⚠️
Caution! The following list are concerns when using the Automatic Document Sync feature preview.
- Increased Embedder use or cost if using third party embedder
- Corruption of local database
- Corruption of local vector database
About Automatic document sync
The Automatic Document Sync feature for AnythingLLM allows you to “watch” a document for active changes. When changes are detected the file will be re-embed and all workspaces using this file will automatically be updated.
This enables you to reference a document and have it’s content consistently updates so answers are always accurate to the original source.
Scope of documents
Docker
- Any website link
- Any file collected via a Data connector (eg: Confluence, Github, and YouTube)
- Manually uploaded files are not synced since the browser cannot read from your computer
Desktop
- Any manually uploaded local file
- Any website link
- Any file collected via a Data connector (eg: Confluence, Github, and YouTube)
Enable the feature
First, you need to enable the feature from the feature preview management page.
How to watch a file for changes
Once enabled, you will see an “eye” icon on an currently embedded file. You currently cannot watch an entire directory. If this option on the row is not available - this file is not available for watching.
If you add the same file in any other workspace you will notice the file is automatically watched. If you delete the document totally from the system, it will automatically be unwatched.
Manage and observe watched files easily
Any watched file is checked hourly if it is stale. A stale file is any file that has not had its content refreshed in the last 7 days.
In the future, you will be able to force-refresh a document or change its default stale time.
Summary and notes
Watching a file with AnythingLLM’s Automatic Document Sync will periodically fetch and replace all embeddings of that document across all of your active workspace.
This requires use of the connected embedder and therefore you may want to only watch a few files for resource reasons or cost concerns.
Currently, if you close the application or docker container, the watched files will not be synced as the background worker does not run if the process is killed.
Troubleshooting
If you are having issue with the document sync feature simply disable the toggle for the feature and it will not run any background workers while using AnythingLLM or on reboots.
Please ping the core team with a GitHub issue or Discord message for any questions or bug reports.
How does document sync work with local files?
While in beta, you should use this feature with files that update frequently. Otherwise, it wont help much!

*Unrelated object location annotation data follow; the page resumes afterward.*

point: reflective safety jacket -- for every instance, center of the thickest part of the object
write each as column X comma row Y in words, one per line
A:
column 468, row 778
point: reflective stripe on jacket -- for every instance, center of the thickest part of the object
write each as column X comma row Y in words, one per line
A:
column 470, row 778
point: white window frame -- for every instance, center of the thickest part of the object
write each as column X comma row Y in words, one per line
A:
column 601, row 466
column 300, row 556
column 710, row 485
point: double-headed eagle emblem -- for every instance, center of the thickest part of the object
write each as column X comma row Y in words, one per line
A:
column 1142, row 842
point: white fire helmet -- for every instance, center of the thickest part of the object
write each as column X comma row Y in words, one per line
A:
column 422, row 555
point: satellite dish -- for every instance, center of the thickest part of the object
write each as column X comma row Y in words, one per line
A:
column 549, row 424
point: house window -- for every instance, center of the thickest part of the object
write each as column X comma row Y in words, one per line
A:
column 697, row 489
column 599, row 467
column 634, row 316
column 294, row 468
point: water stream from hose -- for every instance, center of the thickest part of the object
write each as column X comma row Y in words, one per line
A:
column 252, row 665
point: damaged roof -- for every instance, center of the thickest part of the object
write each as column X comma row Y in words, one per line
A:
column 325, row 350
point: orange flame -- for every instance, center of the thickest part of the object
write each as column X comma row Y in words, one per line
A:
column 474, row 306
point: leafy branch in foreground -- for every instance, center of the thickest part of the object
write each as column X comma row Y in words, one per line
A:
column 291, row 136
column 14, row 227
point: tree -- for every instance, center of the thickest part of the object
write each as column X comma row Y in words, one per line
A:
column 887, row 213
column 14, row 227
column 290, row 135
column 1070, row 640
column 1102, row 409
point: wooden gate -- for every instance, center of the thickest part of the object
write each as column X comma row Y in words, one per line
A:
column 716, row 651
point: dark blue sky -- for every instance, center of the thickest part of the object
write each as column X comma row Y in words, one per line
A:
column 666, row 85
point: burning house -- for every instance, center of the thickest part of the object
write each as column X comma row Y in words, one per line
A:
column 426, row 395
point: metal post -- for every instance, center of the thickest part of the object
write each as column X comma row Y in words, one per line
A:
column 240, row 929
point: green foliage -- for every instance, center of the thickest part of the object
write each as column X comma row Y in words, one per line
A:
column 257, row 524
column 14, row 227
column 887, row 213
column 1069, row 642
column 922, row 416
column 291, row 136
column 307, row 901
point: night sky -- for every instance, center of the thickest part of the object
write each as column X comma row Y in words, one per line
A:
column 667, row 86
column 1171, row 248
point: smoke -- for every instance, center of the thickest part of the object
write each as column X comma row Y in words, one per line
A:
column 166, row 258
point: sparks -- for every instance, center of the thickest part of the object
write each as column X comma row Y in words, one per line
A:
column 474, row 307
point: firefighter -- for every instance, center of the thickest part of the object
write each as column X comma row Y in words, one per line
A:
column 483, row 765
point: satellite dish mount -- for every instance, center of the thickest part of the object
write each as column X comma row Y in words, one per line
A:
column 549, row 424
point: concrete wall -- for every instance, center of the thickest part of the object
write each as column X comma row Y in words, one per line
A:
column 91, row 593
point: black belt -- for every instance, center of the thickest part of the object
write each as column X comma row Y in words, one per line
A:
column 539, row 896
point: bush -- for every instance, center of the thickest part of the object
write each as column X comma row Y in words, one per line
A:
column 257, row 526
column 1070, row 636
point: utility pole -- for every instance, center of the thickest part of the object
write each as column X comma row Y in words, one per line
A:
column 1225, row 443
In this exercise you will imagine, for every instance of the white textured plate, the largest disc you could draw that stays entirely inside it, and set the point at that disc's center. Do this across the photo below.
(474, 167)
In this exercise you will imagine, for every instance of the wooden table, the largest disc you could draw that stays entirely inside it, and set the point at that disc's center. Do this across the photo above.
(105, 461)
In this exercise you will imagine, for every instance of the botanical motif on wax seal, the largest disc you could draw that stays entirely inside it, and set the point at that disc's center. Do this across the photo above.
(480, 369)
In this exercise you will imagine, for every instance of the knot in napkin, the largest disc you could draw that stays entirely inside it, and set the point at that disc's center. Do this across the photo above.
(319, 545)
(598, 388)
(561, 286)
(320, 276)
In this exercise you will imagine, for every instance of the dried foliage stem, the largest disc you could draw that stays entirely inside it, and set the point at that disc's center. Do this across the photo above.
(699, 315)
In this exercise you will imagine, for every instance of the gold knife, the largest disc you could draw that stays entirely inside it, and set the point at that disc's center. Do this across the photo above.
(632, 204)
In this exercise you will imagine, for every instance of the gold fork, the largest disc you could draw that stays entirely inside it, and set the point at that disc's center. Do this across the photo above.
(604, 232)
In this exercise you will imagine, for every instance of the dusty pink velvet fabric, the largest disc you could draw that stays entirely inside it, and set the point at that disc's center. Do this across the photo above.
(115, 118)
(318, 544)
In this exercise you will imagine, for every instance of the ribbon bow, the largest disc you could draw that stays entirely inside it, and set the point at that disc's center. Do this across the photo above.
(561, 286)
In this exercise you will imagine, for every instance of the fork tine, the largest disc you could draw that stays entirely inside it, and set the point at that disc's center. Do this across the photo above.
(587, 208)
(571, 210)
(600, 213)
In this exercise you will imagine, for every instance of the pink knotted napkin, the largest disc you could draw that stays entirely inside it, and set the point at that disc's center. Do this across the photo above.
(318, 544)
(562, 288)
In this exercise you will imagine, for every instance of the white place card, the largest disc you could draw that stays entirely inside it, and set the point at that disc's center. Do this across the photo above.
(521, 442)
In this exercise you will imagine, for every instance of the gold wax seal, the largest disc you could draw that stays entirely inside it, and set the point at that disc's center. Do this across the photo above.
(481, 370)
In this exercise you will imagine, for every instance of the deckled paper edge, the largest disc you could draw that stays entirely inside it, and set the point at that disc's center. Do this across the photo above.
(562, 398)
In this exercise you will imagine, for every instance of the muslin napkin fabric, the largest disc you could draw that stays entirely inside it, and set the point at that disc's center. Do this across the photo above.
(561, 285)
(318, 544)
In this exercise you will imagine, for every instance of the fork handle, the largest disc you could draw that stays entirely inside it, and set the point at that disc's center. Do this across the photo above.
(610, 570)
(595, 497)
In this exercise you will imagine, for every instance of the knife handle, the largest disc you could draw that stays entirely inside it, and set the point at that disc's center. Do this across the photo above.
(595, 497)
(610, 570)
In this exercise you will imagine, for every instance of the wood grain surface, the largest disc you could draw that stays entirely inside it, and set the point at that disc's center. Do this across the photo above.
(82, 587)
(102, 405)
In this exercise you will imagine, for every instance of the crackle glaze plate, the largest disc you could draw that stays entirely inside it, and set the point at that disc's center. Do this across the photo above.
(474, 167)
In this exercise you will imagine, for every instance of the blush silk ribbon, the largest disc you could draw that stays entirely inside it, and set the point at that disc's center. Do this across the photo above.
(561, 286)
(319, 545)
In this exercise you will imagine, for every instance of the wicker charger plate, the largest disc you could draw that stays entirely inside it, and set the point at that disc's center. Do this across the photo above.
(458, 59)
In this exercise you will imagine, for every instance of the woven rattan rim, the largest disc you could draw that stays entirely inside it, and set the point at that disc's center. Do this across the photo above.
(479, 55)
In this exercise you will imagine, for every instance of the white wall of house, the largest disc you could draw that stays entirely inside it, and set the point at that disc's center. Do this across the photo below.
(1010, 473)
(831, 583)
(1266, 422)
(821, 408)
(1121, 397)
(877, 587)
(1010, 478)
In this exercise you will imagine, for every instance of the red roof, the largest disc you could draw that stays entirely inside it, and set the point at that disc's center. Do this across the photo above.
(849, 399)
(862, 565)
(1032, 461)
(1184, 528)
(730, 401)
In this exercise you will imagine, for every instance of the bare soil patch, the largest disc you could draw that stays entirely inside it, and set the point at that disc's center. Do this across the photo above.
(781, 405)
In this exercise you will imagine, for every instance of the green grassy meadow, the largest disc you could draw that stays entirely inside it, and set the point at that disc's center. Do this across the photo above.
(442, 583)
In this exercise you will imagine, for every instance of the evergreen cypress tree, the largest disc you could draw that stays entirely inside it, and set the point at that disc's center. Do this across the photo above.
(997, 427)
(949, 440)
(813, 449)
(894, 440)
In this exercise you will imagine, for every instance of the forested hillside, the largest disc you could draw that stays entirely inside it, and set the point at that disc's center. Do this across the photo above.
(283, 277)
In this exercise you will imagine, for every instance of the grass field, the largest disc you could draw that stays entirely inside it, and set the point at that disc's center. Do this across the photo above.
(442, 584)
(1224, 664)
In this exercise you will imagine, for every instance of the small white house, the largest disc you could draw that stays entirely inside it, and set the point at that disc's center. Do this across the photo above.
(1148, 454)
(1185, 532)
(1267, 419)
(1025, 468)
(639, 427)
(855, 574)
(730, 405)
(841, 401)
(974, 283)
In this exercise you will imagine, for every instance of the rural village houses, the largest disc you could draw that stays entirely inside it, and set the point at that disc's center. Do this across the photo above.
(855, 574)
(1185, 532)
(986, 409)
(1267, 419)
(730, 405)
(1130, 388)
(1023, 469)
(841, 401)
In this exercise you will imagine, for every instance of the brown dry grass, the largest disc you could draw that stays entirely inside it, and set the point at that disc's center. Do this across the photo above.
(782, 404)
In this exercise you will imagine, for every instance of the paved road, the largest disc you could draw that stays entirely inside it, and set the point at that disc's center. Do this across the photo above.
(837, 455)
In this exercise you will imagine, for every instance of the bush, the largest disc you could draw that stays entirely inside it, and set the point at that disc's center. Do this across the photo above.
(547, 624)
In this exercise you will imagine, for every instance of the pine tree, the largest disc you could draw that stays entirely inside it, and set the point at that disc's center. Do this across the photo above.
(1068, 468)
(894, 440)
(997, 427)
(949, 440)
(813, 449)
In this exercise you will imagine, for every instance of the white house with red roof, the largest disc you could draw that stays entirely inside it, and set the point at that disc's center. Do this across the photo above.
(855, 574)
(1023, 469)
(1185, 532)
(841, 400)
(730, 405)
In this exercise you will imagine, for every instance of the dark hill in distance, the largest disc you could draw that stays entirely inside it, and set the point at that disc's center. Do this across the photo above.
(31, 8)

Reminder: this is only available on AnythingLLM Desktop
On AnythingLLM Desktop you can now “watch” any locally uploaded file! Functionally, this works the exact same as watching content that comes from a website or elsewhere, but there are some tips and things to know before watching every locally uploaded file.
Only watch relevant files!
While you can watch any local files it only really makes sense to use this feature on files that can or do change a lot. For example, PDF files don’t change that often.
How often does it sync?
Files will be checked for new content every 10 minutes. The app must be open for this to occur as AnythingLLM does not minimize to the tray or taskbar when closed. If changes are found, the document content and all workspaces will be updated automatically.
How can I check it synced?
Open the feature dashboard and see when the last sync was. Currently there is no easy way to verify the content synced - it will be live soon.
How can I change how often documents sync?
You cannot modify the sync time currently.
What if I move or delete the original document from where it was during upload?
AnythingLLM cannot and does not know where a file is relocated should you move it. On the next interval sync the document will be marked as “Not Found” and it will become automatically unwatched. The existing content and embeddings will not change. You cannot update its current location reference.
Why can’t I watch a file I already uploaded?
Prior to v1.5.9 the required changes to track file locations did not exist. Any files uploaded prior are not available to be watched and should be uploaded & embedded again.